3/22/2014

Meeting for Meeting

Highly reluctantly, the President of South Korea, Park Geun-hye, officially accepted an offer from the United States to meet Japanese Prime Minister, Shinzo Abe. The motivation was apparently to save the face of U.S. President, Barack Obama. Although the meeting may be a significant improvement in deteriorated relationship between Japan and South Korea, there is no expectation of actual progress in the trilateral alliance. The meeting will be resulted as a meeting.

The meeting was set with U.S. initiative. After delivering a statement that U.S. was disappointed with Abe’s visit to Yasukuni Shrine last December, U.S. has been looking for an opportunity to reestablish positive environment in relationship with Japan and South Korea. Considering the needs to deal with potential problems on missile and nuclear development in North Korea and maritime assertion of China, Obama tried to reshape and reinforce the isosceles triangle of the alliance. U.S. deliberately made diplomatic efforts toward Japan and South Korea sending secretaries of Obama cabinet.

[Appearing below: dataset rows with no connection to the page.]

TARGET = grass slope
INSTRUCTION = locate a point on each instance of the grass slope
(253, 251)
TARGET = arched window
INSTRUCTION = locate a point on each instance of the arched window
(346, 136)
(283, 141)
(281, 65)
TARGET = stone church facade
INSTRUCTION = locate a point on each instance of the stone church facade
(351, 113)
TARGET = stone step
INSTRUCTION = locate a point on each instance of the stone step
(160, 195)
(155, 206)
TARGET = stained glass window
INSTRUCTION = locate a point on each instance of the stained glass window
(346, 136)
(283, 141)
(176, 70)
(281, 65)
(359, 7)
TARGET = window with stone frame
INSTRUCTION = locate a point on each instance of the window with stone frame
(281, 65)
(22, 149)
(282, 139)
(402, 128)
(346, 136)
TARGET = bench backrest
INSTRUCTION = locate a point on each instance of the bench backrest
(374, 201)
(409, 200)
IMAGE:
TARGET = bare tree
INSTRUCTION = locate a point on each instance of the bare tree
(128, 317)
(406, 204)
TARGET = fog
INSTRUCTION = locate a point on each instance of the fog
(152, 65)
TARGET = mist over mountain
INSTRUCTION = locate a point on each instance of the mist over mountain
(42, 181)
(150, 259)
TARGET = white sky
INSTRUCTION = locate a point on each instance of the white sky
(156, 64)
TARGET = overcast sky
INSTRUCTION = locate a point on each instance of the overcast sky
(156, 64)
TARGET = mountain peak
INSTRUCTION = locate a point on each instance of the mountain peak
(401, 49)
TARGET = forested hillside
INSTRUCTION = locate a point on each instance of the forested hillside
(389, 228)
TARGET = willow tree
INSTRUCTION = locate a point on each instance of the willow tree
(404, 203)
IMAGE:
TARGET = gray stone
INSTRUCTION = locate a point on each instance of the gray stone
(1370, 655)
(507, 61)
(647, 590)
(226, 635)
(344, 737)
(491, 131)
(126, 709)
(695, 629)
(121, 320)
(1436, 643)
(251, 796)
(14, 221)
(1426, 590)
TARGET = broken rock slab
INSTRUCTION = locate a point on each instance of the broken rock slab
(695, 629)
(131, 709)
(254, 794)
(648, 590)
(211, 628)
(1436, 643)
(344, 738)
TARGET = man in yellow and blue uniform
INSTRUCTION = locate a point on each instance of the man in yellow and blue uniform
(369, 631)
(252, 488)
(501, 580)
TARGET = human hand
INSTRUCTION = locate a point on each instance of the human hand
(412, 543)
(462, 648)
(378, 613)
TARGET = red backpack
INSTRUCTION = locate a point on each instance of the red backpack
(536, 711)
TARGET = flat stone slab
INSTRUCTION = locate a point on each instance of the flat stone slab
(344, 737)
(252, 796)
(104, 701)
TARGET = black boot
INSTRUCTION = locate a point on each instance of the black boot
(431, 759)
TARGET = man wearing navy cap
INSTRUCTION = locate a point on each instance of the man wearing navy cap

Japan sent Vice-Minister of Foreign Affairs to South Korea to talk about possibility of summit meeting between Abe and Park. Few days after the negotiation in Seoul, Abe announced that his administration would support and maintain Kono and Murayama Statements to apologize on the comfort women issue and aggression and colonization in the past. In action for action manner, Park welcomed Abe’s remark for her happiness. Words for defrosting the bilateral relationship were exchanged timely manner.

There still are arguments over the trilateral leaders meeting in South Korea. “Park has shunned a summit with Abe as Japan kept angering South Korea with a series of nationalistic steps and remarks denounced as attempts to glorify its militaristic past and whitewash its wartime atrocities, including the country's sexual enslavement of Korean women during World War II,” reported Yonhap News Agency. Strong resentment against right-leaning Japan will refrain Park from easy compromise.

Diplomatic reconstruction will ease hard criticism against Abe inside Japan. But there comes no change in the situation that Abe administration is on a delicate balance between requirement for maintaining diplomatic stability and domestic expectation from the conservatives. Support for Kono and Murayama Statements must have been a great disappointment for right-wing people around Abe.


The biggest achievement will be a fact that both leaders will actually have met for the first time. U.S. seems to be satisfied with such a result, because the meeting will demonstrate a sense of unification against China, North Korea and even Russia. But those three are well aware of domestic situation in South Korea and Japan described above.